# looking to get my DWA



## shep1979 (Feb 24, 2008)

hi im looking to get my DWA in the new year ,i only want to have a caimen , ive heard that it is all changing in march with the DWA wot i want to know is will it be easyier to get a DWA if it is only for a caimen and not hot snakes/inverts ect and how much do u all pay for ur insurance ect ,any help with this will be great many thanks


----------



## stuartdouglas (Mar 5, 2008)

Where did you hear about the DWA licensing changing in March? There is a proposal to standardise fees and licensing requirements throughout the country and to change the renewal period to 2 years. AFAIK, there are no plans to alter the "ease" with which you can obtain a license.

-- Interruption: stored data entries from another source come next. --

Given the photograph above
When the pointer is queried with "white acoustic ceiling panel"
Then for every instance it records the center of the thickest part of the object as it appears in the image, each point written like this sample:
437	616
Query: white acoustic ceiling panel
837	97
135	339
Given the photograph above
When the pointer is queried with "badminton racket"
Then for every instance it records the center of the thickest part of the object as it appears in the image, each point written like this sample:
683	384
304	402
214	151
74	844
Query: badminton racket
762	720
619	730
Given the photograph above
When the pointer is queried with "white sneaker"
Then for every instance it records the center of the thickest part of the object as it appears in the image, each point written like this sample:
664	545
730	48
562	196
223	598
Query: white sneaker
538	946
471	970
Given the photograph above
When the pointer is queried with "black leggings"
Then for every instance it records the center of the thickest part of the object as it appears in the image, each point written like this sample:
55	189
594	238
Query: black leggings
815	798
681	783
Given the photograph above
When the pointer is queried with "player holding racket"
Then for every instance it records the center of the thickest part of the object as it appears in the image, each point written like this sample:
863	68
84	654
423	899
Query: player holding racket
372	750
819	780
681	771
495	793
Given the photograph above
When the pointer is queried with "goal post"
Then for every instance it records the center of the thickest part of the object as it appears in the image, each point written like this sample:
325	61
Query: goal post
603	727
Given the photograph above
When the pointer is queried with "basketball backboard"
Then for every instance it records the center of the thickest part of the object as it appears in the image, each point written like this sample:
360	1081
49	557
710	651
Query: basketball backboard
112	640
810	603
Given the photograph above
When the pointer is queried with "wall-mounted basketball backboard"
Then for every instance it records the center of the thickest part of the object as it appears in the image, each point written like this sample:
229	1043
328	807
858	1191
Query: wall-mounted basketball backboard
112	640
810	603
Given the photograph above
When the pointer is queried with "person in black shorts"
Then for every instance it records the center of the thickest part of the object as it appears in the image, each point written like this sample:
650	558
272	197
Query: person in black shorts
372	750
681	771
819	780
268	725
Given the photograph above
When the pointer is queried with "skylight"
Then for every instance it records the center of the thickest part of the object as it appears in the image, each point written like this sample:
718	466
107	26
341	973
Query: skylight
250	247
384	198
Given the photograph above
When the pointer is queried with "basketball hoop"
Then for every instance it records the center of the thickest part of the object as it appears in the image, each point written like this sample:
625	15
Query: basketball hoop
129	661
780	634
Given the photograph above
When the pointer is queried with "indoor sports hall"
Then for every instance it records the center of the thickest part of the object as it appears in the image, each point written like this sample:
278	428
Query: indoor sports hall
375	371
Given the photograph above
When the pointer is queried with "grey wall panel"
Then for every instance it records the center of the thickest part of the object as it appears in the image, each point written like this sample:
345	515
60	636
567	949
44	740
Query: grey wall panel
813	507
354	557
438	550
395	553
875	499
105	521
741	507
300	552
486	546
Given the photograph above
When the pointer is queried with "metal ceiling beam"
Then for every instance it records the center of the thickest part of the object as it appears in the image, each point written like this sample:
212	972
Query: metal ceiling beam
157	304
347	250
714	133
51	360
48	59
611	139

It will be more difficult to obtain a license for a Caiman as you would have to demonstrate that you have an appropriate setup for the animal, therefore that would cost you more and take more time as opposed to small vivs within a larger lockable viv inside a lockable room for the likes of DWA inverts.


----------



## shep1979 (Feb 24, 2008)

thats wot i was told that it will be the same for the country as u stated ,so u think it will be harder for a caimen than a hot ? i have a invert/reptile room that is a brick building that is locked and alarmed so i was thinking of having it in there rather than in the house so wot would they think about that and wot other special requirements is there other than having a window on the door and a light switch on the outside and wot are people paying for there insurance ?


----------



## stuartdouglas (Mar 5, 2008)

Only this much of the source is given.